Bandara Gamar Malamo Ditutup Sementara Imbas Erupsi Gunung Dukono

Subhan Sabu, Okezone · Rabu 18 Juli 2018 16:21 WIB
https: img.okezone.com content 2018 07 18 340 1924071 bandara-gamar-malamo-ditutup-sementara-imbas-erupsi-gunung-dukono-vezaI9WZUM.jpg Ilustrasi pesawat (Foto: Ist)

DOKULAMO – Akibat dampak dari erupsi dan aktivitas Gunung Dukono (Dukono Volcanic Ash), di Desa Mamuya, Kecamatan Galela, Halmahera Utara bagian Utara, Maluku Utara, layanan penerbangan dari dan ke Bandar Udara Gamar Malamo, Galela, Halmahera Utara, Maluku Utara (GLX) mengalami pembatalan (cancel flight).

Hal ini sesuai pengumuman resmi dari otoritas bandar udara (notam) nomor C7666 yaitu operasional bandar udara di Galela ditutup pada 18 Juli 2018 pukul 11.01 WIT hingga 19 Juli 2018 pada 11.00 WIT.

 Gunung Dukono

Akibatnya sejumlah layanan penerbangan mengalami pembatalan, salah satunya dialami oleh Wings Air. Untuk menjamin keselamatan dan keamanan penerbangan, operasional Wings Air akan menyesuaikan dengan keputusan otoritas bandar udara dan airport dinyatakan aman (safety).

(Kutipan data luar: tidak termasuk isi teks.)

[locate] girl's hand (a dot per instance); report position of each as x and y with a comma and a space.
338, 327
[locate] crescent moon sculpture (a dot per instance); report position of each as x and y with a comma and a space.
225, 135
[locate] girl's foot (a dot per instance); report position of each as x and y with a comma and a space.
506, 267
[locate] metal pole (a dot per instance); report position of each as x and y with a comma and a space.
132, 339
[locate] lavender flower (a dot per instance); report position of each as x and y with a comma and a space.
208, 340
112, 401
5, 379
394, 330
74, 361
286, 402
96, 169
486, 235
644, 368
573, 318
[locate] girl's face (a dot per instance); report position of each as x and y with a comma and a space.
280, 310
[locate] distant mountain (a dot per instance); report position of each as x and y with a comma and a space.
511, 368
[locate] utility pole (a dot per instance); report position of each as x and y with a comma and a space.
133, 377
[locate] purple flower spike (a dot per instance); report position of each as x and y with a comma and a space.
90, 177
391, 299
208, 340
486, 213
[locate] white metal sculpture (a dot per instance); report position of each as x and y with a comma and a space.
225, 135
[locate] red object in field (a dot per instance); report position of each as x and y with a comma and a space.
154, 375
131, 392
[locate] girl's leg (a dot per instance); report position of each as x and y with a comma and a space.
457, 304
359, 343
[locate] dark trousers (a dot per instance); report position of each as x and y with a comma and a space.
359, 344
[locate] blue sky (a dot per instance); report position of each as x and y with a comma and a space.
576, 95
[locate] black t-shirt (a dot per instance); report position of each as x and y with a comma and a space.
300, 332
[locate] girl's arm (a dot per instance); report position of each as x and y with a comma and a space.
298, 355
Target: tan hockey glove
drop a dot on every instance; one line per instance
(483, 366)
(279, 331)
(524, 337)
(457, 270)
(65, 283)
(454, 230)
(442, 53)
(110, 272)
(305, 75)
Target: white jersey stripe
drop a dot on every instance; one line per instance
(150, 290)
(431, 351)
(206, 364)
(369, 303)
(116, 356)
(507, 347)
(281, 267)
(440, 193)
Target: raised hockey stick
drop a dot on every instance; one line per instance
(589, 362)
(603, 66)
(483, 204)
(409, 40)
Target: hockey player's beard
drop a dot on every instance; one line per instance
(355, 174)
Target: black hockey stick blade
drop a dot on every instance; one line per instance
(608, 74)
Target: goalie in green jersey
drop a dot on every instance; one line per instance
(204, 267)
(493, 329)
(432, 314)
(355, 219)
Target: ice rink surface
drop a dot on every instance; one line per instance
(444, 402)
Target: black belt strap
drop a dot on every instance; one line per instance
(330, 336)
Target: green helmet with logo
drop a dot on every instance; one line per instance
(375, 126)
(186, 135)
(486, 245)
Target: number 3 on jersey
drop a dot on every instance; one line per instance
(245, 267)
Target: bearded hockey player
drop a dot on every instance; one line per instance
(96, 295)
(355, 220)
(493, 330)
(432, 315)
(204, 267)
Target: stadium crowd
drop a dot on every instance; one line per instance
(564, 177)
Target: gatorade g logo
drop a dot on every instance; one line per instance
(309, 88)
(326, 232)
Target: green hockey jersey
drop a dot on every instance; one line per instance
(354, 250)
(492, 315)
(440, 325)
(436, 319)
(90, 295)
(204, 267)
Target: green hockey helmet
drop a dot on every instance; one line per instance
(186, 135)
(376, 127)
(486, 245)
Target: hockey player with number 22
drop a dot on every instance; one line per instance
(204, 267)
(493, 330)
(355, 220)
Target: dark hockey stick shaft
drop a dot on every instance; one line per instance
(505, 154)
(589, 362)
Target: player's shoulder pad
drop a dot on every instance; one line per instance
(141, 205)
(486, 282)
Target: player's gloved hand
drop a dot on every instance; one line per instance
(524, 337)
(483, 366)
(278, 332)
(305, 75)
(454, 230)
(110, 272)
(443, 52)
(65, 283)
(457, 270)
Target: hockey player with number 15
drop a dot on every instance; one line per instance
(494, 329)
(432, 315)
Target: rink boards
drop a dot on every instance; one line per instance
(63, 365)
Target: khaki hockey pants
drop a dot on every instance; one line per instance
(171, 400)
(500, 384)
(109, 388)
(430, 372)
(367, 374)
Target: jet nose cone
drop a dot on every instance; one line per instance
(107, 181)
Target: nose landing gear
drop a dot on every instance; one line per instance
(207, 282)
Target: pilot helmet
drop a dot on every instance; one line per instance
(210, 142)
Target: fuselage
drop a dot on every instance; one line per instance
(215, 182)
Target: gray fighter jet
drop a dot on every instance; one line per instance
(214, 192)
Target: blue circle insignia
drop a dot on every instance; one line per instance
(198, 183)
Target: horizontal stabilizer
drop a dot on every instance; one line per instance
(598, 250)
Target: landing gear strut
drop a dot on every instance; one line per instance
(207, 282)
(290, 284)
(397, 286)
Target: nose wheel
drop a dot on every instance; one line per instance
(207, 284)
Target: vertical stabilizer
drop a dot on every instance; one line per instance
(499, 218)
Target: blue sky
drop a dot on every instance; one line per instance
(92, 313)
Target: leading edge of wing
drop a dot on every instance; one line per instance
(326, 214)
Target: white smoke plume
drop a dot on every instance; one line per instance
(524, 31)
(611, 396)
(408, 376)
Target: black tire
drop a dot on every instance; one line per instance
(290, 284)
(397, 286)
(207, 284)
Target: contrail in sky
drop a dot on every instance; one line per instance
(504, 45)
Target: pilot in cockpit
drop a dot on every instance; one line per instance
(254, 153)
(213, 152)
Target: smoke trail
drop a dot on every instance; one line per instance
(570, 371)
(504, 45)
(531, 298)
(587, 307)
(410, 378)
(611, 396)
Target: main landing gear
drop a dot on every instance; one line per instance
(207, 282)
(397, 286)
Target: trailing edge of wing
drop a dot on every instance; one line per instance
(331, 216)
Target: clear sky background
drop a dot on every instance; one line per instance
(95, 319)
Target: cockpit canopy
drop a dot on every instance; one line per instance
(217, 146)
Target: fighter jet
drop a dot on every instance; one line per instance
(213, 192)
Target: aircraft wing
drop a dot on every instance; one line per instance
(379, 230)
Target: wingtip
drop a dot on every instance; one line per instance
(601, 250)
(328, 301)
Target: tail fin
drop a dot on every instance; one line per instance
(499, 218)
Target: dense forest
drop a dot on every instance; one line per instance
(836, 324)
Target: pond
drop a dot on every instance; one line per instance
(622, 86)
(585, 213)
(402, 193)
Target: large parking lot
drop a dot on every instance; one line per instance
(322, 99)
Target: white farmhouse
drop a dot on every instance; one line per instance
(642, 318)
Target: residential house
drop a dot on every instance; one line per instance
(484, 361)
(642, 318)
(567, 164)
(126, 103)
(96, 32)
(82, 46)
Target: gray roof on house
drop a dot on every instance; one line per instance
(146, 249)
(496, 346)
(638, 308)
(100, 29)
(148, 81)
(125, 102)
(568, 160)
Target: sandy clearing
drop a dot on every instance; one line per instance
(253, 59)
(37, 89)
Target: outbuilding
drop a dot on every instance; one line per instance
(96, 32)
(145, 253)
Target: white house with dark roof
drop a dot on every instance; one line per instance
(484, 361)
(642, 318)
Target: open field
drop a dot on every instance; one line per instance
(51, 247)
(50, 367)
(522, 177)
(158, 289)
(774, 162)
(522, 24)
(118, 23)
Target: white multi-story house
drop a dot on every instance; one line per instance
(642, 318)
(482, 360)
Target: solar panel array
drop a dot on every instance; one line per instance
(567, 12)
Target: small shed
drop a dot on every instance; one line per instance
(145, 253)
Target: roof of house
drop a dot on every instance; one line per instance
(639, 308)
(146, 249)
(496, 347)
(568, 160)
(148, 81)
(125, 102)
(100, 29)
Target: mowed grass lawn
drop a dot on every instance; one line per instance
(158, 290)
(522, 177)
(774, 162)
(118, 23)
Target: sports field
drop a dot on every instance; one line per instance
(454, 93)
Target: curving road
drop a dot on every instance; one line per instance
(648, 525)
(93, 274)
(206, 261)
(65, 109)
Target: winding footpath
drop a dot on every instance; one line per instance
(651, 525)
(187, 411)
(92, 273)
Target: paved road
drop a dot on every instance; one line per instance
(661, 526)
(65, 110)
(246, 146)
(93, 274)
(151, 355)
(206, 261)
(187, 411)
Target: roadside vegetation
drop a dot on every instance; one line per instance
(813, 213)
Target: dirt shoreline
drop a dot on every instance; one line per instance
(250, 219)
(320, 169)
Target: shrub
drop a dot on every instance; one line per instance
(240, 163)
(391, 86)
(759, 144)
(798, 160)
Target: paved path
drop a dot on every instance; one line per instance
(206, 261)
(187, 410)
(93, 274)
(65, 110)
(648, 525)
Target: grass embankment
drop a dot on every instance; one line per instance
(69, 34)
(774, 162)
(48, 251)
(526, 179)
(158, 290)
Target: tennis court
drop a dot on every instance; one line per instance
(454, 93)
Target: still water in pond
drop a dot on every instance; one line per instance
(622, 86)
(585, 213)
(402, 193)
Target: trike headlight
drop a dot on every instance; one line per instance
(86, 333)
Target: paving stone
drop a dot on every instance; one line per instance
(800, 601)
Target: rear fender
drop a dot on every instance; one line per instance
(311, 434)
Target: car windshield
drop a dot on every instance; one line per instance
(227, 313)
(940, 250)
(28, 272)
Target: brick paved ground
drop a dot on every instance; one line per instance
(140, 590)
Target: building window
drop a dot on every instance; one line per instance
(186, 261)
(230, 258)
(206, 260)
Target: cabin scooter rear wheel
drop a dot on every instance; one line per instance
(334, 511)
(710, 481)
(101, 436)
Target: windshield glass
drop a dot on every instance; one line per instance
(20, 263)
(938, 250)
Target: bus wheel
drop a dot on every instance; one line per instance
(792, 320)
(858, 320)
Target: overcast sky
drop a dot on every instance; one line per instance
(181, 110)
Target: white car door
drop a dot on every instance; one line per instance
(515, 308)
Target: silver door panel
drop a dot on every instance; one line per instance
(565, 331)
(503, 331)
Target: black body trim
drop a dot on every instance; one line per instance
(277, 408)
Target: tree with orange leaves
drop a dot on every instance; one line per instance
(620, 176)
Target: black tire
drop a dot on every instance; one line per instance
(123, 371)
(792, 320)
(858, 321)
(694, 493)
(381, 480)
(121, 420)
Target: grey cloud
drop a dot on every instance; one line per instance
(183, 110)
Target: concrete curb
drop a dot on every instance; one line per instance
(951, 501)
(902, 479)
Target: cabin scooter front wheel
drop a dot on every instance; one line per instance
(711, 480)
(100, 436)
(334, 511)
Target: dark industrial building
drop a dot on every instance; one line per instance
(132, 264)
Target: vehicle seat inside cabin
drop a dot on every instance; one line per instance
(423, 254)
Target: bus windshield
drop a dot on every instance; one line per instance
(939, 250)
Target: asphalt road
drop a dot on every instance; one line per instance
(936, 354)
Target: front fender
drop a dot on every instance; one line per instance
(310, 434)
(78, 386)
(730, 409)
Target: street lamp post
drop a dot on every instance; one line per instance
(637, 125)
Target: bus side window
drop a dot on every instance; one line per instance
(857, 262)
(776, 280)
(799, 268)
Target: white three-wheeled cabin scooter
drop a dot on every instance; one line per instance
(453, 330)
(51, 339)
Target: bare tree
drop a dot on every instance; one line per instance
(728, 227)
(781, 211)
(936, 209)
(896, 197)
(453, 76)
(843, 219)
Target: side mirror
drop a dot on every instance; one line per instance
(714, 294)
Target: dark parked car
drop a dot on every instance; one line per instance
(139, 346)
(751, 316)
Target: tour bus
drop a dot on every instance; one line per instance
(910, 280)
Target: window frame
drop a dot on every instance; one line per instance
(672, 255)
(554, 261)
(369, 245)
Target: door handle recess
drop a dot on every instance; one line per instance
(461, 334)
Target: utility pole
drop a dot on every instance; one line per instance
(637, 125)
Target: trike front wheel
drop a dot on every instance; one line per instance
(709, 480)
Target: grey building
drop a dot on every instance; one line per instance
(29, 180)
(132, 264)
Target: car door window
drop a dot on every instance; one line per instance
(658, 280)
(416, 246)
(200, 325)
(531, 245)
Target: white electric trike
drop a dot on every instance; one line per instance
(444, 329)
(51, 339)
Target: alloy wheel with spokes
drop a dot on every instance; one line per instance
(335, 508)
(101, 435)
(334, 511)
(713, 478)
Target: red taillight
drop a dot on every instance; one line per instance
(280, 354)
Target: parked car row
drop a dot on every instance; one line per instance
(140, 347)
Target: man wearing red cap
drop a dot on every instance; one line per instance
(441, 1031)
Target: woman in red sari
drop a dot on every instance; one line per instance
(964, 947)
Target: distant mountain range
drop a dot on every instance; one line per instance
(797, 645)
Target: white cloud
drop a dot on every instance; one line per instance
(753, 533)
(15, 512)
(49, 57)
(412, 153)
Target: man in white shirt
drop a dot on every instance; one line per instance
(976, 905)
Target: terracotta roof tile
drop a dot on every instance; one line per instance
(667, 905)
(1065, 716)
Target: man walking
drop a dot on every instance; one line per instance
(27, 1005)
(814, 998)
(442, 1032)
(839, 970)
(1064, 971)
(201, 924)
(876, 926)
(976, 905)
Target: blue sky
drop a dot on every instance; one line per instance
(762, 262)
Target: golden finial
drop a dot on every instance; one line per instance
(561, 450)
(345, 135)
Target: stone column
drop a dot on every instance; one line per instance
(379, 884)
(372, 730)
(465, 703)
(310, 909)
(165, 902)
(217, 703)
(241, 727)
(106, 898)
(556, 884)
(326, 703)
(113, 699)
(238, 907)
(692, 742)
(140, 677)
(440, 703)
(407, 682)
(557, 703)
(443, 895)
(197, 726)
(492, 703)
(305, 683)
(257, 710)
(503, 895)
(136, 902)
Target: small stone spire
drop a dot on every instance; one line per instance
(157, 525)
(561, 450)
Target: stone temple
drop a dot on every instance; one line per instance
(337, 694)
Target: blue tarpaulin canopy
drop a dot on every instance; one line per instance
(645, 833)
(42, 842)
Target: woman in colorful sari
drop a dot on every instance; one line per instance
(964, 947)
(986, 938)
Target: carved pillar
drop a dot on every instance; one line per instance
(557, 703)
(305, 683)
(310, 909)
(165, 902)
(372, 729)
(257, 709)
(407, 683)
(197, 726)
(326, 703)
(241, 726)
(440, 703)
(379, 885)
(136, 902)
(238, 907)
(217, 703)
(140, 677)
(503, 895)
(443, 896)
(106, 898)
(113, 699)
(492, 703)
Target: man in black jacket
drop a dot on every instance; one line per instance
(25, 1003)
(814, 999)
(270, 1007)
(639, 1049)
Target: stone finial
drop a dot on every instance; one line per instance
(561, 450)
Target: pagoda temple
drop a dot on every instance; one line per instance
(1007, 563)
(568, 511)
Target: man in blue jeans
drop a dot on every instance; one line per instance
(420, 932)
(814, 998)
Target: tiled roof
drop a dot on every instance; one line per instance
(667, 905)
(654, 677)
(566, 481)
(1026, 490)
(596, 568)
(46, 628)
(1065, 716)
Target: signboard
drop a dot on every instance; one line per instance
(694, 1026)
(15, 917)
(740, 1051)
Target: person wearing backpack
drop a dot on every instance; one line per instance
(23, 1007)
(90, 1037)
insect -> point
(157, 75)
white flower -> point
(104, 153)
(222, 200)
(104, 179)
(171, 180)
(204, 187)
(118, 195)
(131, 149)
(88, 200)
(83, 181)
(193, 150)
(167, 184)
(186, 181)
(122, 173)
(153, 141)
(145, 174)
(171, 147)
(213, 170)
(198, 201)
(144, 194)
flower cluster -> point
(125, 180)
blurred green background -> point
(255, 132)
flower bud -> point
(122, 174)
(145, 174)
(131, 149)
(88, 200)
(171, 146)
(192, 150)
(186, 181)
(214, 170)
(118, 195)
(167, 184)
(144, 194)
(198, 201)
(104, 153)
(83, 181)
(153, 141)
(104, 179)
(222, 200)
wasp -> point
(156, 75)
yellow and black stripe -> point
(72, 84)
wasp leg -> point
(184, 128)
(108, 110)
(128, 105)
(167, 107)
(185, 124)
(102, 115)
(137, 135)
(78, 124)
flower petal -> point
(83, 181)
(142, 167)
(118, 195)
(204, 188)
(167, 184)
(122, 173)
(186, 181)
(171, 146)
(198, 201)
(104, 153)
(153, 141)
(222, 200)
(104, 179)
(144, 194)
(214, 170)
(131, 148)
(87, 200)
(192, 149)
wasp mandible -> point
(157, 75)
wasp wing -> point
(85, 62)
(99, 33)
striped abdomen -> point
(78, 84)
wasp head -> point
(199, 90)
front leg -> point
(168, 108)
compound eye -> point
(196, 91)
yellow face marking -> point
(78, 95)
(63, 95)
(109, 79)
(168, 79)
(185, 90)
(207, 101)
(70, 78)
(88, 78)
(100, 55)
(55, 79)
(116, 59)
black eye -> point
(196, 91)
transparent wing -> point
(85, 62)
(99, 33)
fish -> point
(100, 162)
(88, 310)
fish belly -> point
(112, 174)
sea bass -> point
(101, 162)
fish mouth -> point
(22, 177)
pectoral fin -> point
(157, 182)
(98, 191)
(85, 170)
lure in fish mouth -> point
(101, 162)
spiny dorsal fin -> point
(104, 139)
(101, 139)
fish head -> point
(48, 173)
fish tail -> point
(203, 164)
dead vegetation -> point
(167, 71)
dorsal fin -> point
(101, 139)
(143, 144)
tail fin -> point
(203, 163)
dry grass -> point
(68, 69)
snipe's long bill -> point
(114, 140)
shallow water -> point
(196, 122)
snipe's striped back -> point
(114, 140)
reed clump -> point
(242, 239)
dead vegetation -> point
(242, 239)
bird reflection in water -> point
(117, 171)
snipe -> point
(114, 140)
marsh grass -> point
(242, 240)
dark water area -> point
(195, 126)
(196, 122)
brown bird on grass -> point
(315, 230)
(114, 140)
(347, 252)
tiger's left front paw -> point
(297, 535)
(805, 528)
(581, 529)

Layanan penerbangan Wings Air yang terkena dampak, sebagai berikut:

• IW 1182 rute Manado – Galela

• IW 1183 rute Galela – Manado

Sehubungan pembatalan penerbangan hari ini, Wings Air telah menawarkan solusi kepada seluruh pelanggan yang terkena dampak, yaitu penjadwalan ulang keberangkatan di hari berikutnya (reschedule), pengalihan melalui rute lain (reroute) dan melakukan pengembalian dana tiket ke agen (refund back to agent).

"Wings Air telah menyampaikan informasi kepada seluruh pelanggan yang terganggu perjalanannya dan selalu memperbarui sesuai perkembangan," ujar Corporate Communications Strategic of Wings Air, Danang Mandala Prihantoro dalam keterangan tertulisnya, Rabu (18/7/2018).

 Gunung Dukono

Kondisi terganggunya operasional dari akibat gunung meletus termasuk force majeure yaitu keadaan yang terjadi di luar kemampuan sumber daya manusia dan perusahaan. Wings Air menginformasikan bahwa material abu vulkanik atau volcanic ash dapat merusak pesawat, sehingga membahayakan penerbangan.

"Wings Air bekerja sama sepenuhnya dengan otoritas penerbangan, pengelola bandar udara dan AirNav sebagai pengatur lalu lintas udara setempat dan akan berupaya meminimalisir dampak yang timbul dari kondisi tersebut, agar operasional penerbangan Wings Air lainnya tidak terganggu," pungkas Danang.